Design of a bi-functional NaScF4: Yb3+/Er3+ nanoparticles for deep-tissue bioimaging and optical thermometry through Mn2+ doping

An approximately monochromatic red upconversion (UC) emission is successfully realized in NaScF4: Yb3+/Er3+ nanoparticles (NPs) through Mn2+ ions doping without phase transition. The Mn2+ ions play a role of bridge during the energy transfer process from green emission state H-2(11/2)/S-4(3/2) of Er3+ to red emission state F-4(9/2) of Er3+, which significantly accelerates the red UC enhancement. The strongest red luminescence is observed in the sample containing 10% Mn2+ ions (Mn-10) with an enhancement factor of 7.5 times. Meanwhile, an ultrasensitive optical thermometry in the physiological temperature region can be realized by utilizing the fluorescence intensity ratio (FIR) between two thermally coupled Stark transitions of Er3+: I-4(13/2) -> I-4(15/2), locating in the near-infrared (NIR) long wavelength region of the second biological window.
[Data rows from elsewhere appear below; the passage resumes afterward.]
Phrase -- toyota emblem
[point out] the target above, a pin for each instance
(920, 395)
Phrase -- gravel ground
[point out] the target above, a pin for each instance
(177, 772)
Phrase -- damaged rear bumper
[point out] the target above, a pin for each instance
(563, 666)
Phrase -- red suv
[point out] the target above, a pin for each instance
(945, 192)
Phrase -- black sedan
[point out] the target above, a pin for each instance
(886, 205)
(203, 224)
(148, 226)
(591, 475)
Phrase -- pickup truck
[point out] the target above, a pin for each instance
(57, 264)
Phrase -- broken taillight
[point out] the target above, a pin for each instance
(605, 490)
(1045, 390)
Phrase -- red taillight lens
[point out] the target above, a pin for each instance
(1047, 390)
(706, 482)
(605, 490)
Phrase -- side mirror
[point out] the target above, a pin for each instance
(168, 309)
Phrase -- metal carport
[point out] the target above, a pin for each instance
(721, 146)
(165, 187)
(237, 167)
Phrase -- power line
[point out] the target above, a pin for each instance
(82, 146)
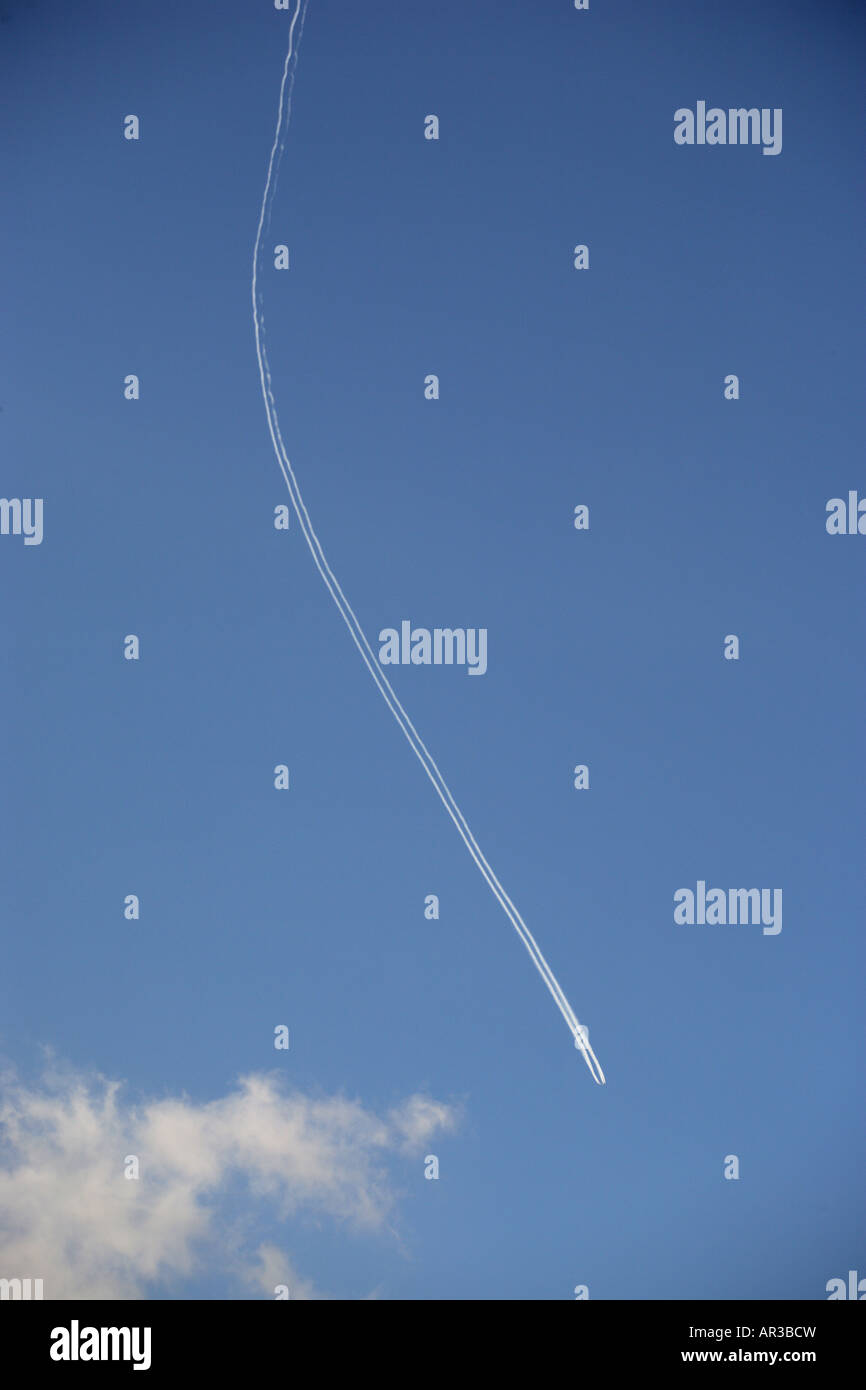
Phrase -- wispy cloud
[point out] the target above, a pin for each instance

Its relative sensitivity S-R can be expressed by 340/T-2, which is much higher than most optical thermometers based on thermally coupled Stark sublevels reported by the previous papers. Beyond that, an ex vivo experiment is designed to evaluate the penetration depth of the red and NIR emission of Mn-10 in the biological tissues, revealing that they can reach depth of at least 3 mm and 5 mm respectively. More importantly, the increasing tissue thickness has almost no effect on the FIR values. All the results show that the present sample is a promising bi-functional nano probe which can be used for bioimaging and temperature sensing in the deep tissues through the strong red UC emission and ultrasensitive NIR optical thermometer, respectively.

Automated summary

An approximately monochromatic red upconversion emission was achieved in NaScF4: Yb3+/Er3+ nanoparticles by doping Mn2+ ions, which acted as bridges during the energy transfer process, leading to a significant acceleration of the red UC enhancement. The sample with 10% Mn2+ ions exhibited the strongest red luminescence and enabled ultrasensitive optical thermometry in the physiological temperature region.